The advice Ackmese kept giving Zakharov was to “squish them.” An exterminator was never provided, and when Zakharov kept asking for results, Ackmese eventually said he would take care of the problem himself in a “natural way,” as he called it, which meant incasing Zakharov’s apartment in plastic and throwing out most of her furniture.

“As far as I remember, there was never an exterminator coming in, or a yearly obligatory inspection done in the past six years.” Zakharov said.

Since she threw her mattress out, Zakharov was told her only other option was the couch, which Ackmese covered in a yellow, plastic tape. Zakharov noticed that immediately after the couch was covered with the tape, bugs started coming out through gaps. When she pointed it out to Ackmese, he simply added another piece of tape.

Bennette Baumer of the Metropolitan Council on Housing, a city-wide tenants’ rights organization, said that it is definitely Ackmese’s responsibility to take care of Zakharov’s bedbugs.

“Under the building maintenance code a landlord is obligated to cure any infestation of bedbugs or other vermin,” Baumer said.

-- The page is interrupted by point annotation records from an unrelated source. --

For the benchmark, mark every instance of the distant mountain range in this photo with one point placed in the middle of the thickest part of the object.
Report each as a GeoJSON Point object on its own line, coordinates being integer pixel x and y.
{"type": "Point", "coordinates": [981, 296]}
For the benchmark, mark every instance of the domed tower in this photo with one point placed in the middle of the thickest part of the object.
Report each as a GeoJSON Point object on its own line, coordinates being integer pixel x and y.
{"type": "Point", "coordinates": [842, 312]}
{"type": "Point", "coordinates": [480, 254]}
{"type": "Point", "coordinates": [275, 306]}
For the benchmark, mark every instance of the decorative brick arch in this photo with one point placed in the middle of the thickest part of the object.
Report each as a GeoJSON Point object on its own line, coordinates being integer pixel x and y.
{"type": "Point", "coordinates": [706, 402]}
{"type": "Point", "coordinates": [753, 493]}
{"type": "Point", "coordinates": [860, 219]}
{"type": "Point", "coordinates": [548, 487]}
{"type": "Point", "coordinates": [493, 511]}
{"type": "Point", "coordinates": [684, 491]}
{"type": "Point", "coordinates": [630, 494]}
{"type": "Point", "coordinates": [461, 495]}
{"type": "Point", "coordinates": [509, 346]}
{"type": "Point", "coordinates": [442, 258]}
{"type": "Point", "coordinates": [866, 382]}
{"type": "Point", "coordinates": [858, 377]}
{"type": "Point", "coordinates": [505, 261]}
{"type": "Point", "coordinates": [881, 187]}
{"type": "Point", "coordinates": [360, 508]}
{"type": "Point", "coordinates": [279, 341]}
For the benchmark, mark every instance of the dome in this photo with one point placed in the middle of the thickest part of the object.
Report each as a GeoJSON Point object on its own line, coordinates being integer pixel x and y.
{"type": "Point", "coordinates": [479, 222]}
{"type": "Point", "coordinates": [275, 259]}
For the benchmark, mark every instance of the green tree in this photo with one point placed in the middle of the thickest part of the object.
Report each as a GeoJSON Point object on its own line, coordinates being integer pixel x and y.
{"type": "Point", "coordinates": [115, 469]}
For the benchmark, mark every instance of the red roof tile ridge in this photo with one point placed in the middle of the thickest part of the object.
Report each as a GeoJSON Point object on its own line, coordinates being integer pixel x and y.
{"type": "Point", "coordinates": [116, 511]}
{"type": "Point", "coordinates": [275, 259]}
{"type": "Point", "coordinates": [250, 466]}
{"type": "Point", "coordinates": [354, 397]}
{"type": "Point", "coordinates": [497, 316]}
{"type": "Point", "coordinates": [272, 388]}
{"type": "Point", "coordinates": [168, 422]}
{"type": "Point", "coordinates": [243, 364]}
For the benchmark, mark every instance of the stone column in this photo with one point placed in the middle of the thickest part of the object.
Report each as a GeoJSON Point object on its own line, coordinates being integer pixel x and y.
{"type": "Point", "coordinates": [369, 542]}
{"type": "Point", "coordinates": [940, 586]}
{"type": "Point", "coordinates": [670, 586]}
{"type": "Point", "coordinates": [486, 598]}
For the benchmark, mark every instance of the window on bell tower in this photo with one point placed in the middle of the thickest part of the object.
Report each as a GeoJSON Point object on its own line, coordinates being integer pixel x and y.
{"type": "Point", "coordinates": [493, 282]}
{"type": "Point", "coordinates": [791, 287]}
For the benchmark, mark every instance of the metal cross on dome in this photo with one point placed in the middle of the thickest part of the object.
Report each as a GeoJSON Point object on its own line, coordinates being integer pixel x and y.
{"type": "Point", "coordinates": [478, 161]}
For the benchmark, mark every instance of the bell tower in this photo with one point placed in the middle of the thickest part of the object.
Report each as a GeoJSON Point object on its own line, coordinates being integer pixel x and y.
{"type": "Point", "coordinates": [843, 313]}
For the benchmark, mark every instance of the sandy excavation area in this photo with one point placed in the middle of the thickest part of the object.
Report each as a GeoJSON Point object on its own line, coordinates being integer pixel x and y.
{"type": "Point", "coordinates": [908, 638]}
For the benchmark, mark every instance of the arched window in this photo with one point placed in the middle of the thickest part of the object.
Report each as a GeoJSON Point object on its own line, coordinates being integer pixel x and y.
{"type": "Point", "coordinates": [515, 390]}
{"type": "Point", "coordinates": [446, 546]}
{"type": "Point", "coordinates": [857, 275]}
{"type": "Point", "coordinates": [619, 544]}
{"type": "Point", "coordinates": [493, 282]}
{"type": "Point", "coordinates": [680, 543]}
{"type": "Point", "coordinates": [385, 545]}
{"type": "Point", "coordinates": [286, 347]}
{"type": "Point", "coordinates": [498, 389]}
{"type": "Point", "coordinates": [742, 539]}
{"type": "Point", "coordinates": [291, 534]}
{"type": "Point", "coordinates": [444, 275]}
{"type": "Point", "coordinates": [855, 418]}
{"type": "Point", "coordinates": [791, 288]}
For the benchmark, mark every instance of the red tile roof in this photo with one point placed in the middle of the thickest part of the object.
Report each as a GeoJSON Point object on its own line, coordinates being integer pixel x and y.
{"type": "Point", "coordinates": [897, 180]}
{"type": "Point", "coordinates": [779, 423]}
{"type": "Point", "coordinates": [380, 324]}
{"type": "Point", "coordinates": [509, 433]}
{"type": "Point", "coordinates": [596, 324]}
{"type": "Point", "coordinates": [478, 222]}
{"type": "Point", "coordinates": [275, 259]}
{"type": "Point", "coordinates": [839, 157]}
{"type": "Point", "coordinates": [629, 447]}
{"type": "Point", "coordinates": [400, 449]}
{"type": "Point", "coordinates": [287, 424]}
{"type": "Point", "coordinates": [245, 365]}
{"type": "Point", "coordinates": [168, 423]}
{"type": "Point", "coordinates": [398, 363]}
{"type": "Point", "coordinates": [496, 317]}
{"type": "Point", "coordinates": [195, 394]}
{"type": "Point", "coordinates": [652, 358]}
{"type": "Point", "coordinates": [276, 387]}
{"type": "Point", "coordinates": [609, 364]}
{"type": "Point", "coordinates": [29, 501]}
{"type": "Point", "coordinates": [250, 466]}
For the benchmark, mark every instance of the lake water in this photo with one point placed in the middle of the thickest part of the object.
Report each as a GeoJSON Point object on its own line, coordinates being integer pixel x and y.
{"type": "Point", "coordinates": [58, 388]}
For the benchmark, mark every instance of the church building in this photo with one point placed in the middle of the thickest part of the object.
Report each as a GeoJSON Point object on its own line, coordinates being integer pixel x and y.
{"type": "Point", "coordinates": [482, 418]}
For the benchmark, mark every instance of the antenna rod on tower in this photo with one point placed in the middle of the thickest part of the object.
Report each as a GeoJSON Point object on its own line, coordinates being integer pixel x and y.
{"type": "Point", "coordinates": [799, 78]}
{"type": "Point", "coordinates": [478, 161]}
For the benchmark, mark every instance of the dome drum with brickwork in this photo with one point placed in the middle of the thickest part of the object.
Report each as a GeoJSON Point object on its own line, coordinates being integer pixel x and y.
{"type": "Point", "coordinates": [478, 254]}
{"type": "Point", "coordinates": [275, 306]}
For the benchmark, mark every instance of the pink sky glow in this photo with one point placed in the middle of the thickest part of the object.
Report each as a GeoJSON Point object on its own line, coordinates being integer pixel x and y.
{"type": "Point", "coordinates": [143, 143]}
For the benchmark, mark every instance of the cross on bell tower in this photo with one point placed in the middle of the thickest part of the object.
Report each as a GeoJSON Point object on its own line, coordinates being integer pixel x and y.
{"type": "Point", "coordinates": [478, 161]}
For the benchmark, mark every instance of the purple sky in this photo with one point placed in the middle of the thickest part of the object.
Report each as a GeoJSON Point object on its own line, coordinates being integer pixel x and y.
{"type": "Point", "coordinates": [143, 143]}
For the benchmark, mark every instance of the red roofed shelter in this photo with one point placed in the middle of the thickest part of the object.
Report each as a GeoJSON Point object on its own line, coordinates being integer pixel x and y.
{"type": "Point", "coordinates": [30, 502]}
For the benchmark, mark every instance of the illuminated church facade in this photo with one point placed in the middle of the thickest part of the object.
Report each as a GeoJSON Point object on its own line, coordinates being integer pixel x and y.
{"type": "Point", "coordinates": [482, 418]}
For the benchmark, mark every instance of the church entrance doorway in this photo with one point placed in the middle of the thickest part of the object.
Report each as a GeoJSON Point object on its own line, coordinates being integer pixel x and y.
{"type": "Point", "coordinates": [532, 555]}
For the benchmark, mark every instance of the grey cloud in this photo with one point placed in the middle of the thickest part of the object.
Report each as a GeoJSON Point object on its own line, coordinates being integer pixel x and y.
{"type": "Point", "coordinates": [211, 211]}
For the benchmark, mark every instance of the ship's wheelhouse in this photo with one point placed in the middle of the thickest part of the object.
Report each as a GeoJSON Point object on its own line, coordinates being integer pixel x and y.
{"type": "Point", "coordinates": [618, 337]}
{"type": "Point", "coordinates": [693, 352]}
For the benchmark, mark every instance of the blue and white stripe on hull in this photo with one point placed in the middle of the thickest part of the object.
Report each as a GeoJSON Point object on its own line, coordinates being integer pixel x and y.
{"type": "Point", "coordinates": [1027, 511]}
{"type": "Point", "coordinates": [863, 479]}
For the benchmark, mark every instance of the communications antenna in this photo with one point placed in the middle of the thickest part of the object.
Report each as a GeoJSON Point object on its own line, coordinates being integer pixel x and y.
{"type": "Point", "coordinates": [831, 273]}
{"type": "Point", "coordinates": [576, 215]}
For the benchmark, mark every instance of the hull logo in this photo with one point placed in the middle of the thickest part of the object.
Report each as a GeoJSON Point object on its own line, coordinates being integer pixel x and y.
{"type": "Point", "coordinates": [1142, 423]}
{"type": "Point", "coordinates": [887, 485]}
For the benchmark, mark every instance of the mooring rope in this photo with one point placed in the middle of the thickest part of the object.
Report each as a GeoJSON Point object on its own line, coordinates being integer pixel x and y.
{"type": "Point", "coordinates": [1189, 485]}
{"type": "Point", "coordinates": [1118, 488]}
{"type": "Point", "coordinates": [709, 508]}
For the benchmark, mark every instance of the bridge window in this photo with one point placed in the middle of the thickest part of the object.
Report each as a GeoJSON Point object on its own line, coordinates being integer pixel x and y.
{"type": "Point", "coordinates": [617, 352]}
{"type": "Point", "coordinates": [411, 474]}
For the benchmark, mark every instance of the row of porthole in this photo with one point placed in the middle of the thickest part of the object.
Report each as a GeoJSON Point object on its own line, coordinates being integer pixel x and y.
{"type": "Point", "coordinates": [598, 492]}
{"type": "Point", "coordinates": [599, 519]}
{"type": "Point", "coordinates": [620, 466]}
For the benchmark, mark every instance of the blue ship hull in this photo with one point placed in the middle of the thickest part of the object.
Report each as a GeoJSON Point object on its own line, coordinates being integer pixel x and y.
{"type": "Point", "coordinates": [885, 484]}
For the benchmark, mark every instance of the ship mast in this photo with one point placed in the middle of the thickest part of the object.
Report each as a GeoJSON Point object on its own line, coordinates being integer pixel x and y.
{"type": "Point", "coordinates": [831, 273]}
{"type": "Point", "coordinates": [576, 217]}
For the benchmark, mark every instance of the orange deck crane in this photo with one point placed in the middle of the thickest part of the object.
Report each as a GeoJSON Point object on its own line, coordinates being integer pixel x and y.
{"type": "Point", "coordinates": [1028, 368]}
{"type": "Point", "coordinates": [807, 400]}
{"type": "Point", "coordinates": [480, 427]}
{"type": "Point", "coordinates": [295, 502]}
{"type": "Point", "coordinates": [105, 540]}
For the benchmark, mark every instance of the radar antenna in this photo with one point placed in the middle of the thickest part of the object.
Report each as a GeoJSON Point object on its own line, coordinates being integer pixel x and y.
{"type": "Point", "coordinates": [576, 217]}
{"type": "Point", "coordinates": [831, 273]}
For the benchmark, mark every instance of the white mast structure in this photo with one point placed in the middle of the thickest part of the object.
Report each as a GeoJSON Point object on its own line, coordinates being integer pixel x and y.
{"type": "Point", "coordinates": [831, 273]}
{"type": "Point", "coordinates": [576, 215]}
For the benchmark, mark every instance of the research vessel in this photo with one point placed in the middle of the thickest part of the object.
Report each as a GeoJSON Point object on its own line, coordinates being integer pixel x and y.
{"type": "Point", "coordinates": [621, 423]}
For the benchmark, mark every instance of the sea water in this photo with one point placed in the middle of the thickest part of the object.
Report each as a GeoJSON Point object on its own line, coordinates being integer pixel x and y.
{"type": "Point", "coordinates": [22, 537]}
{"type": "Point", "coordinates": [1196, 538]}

Zakharov placed a 311 complaint and started getting sudden visits from Ackmese. He came to her apartment repeatedly to offer her roommate the lease to their apartment. During these sudden visits, Ackmese would talk behind Zakharov’s back while she was in the bathroom or out of hearing range.

“He has degraded my character to her, saying I had an ‘argumentative and aggressive nature’ and that nobody liked me, and that I complained too much.”

Many landlords balk or ignore the bedbug problem because of the extermination costs involved,” Baumer said. “Bedbugs are difficult to get rid of.”

Baumer suggests that Zakharov should take Ackmese to court where the judge can force Ackmese to “fix the problem.” She did take him to court but he never showed up, instead making a sudden trip to Turkey.

“The court issued a ‘notice of violation’ and now, at the end of 30 day grace period, he will accrue a fine if he does not fix the violations,” Zakharov said.

Recently, Ackmese went into Zakharov’s apartment during her absence and left a termination notice. The termination notice included a number of almost comical claims, one in particular which accuses Zakharov of “regularly pacing back and forth through public halls and stairs with heavy footstep on the bare-wood floors, banging the front entrance door.” If Zakharov wasn’t a petite young woman of under 120 pounds, it would be more believable.

The termination notice also accuses Zakharov of letting her “pets” roam the apartment and soil the floors and creating a “health hazard.” She doesn’t own any pets.

When Ackmese left the termination notice on the outside of Zakharov’s apartment door, he tore off posters and flyers that were important causes to her, including breast cancer awareness and feminist flyers.

Ackmese couldn’t be reached for a comment on the case.

Until justice can be found, Zakharov continues to live in unfair, horrid conditions. Bugs are falling out of crevices in the walls and ceiling, which look like they’re about to collapse.

“We still live on bags, with bugs,” Zakharov said.

1 comment:

Thatchtastic said...

This is also for the fact that she has been finding people off of craigslist and having them send her money only to freak out on them and call the police on them. This has happend several times and I was lucky enough to get out of there only leaving my Deposit not by choice. When moving in the landlord stopped me and told me of the bed bugs back rent and showed me several pending court cases and evections on her. She Tried over charging me for what she pays so she can have someone else pay her rent for her.I've asked for my deposit back several times and instead I'm returned with all forms of slander including Sexual orientation slander,raciest remarks, and mockery of my intelligent self. Now I have to take her to court. There is more to this story then Dana expresses. She's highly imbalanced and just beware of craigslist scams like her.